Climatiq has always held the strong conviction that our work needs to be based on science. In fact, our very first hire was a scientist with expertise in energy systems and LCA (life-cycle assessment). When corporate greenwashing and intentionally misleading claims are so common, scientists can provide the best source of truth and direction on how to tackle the climate crisis.
Data is a key component in helping companies make carbon-intelligent decisions. We spend a lot of time thinking about how to best provide comprehensive and transparent data and make it applicable, so companies can move the needle on their carbon-reduction initiatives. We also know that the data we provide needs to be trustworthy and grounded in reliable science.
That’s why we’re thrilled to announce our recently-formed Scientific Advisory Board (SAB), comprising leading scientists from diverse backgrounds. The SAB will focus Climatiq’s data philosophy and practice, providing advice and guidance on emerging developments in carbon accounting and their potential implications.
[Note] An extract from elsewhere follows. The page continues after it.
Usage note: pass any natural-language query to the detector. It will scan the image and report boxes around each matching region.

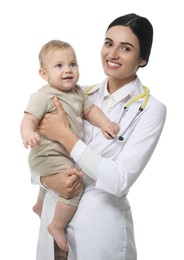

Climatiq’s Open Emission Factor Database (OEFDB) is the largest open dataset of its kind, already used by thousands of sustainability practitioners each month. The SAB will support the expansion of the OEFDB to establish it as the most comprehensive repository of environmental impact assessment data in the world. The board will also oversee the development of new open enterprise-grade calculation tools to embed carbon intelligence in complex global supply chains.
With this development, Climatiq aims to deliver open tooling to enable creation and sharing of supplier emissions data at scale. This removes organisations’ dependence on expensive standalone carbon calculation tools which create yet more data silos, instead bringing emissions data into existing decision-making flows.
Prof. Robert Armstrong has been a member of the MIT faculty since 1973 and is now the director of the MIT Energy Initiative, an Institute-wide effort to transform the world’s energy systems. His research is focused on pathways to a low-carbon energy future. In 2020, he became a fellow of the American Academy of Arts and Sciences.
Prof. Mike Berners-Lee is a professor at the Lancaster University Institute for Social Futures. He is considered an expert on carbon footprints and is the author of the well-known books There Is No Planet B: A Handbook for the Make or Break Years and How Bad Are Bananas: The Carbon Footprint of Everything.
Dr. Jacquetta Lee, a former Associate Professor in Sustainable Systems Analysis at the University of Surrey, has a holistic approach to sustainability systems analysis, incorporating environmental and social aspects from both academic and industrial perspectives. She now runs S2A Associates, a small bespoke consultancy specialising in Sustainable Systems Assessment for business to assess their social, technical and managerial options for delivering a sustainable future.
Prof. Shelie Miller is a professor and director of the Program in the Environment at the University of Michigan School for Environment and Sustainability. Her research centres around the environmental impacts of new technologies, using life-cycle assessment methods, as well as the human-technology interface and how technology enables changes in consumption.
Dr. Marco Sakai is a lecturer at the Department of Environment and Geography, University of York. As an ecological economist, he focuses primarily on analysing the links between climate, resource consumption, the economy, and development. Most of his work employs large scale economic models, including environmentally-extended multi-regional input-output (EE MRIO) tables, widely used for spend-based carbon footprinting.
Prof. Wil van der Aalst is a professor at RWTH Aachen University, leading the Process and Data Science group. He is one of the most cited computer scientists in the world, according to Google Scholar, and widely credited as the inventor of process mining and the first to coin the term in academics and in business.